Una experiencia personal que resuena con el dolor ajeno
Angelino Garzón conoce de primera mano el sufrimiento de enterrar a un hijo. Su hija Jenny, nacida en Cali en mayo de 1973 y graduada con honores como arquitecta en la Universidad Nacional de Colombia, falleció en Bogotá en circunstancias donde, según el exvicepresidente, "la justicia ha brillado por su inoperancia". Esta vivencia personal le permite comprender la intensa tristeza que embarga a la familia Prado Roldán.
El exfuncionario público comparte un mensaje de consuelo basado en su propia experiencia: "Aunque Jairo ya no está físicamente en la tierra con su familia, estoy seguro de que, desde el mismo instante en que murió, cuentan con la permanente protección de un angelito en el cielo". Esta perspectiva espiritual ha sido un pilar para Garzón y su familia tras las pérdidas de su hija y posteriormente de su madre, la popular Conchita de la galería Alameda de Cali.
Los absurdos de una sociedad marcada por la violencia
Garzón señala un patrón preocupante en la realidad colombiana: muchas muertes tempranas son consecuencia directa de situaciones de violencia, inequidad y desigualdad social. El exvicepresidente enfatiza que estos "absurdos" no son experiencias aisladas, sino que afectan a numerosas familias en todo el país.
El análisis del exgobernador del Valle plantea una crítica social profunda: "Esto nos indica que, si nos proponemos como sociedad, como país y como gobiernos unirnos en la diferencia, podemos cambiar este panorama". La reflexión apunta hacia la necesidad de transformaciones estructurales que prevengan las muertes prematuras que contradicen los principios de convivencia pacífica y solidaridad ciudadana.

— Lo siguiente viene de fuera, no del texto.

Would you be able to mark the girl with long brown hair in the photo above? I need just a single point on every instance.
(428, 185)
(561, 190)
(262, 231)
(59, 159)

Un llamado a la acción colectiva
En su mensaje de solidaridad hacia la familia Prado Roldán, Garzón establece un vínculo ético que trasciende las diferencias políticas o personales: "Por encima de las diferencias que puedan existir entre los seres humanos, ahora tenemos en común una responsabilidad ética con los tres angelitos que, desde el cielo, cuidan de nosotros".
Esta responsabilidad compartida, según el exministro de Trabajo, obliga a continuar luchando contra la irracional violencia que afecta a Colombia desde hace décadas. El objetivo final es claro: evitar que se sigan repitiendo los absurdos donde los padres deben enterrar a sus hijos, una realidad dolorosa que conocen tanto la familia Garzón como la familia Prado Roldán.
La reflexión final de Angelino Garzón sirve como un llamado a la memoria activa: recordar lo bueno que hizo Jairo Alfonso Prado Roldán en vida, desde su infancia hasta su ejercicio profesional como notario, manteniendo viva su memoria sin quedar prisioneros del dolor. Esta aproximación, nacida de la experiencia personal más íntima, busca transformar el sufrimiento individual en una fuerza colectiva para el cambio social.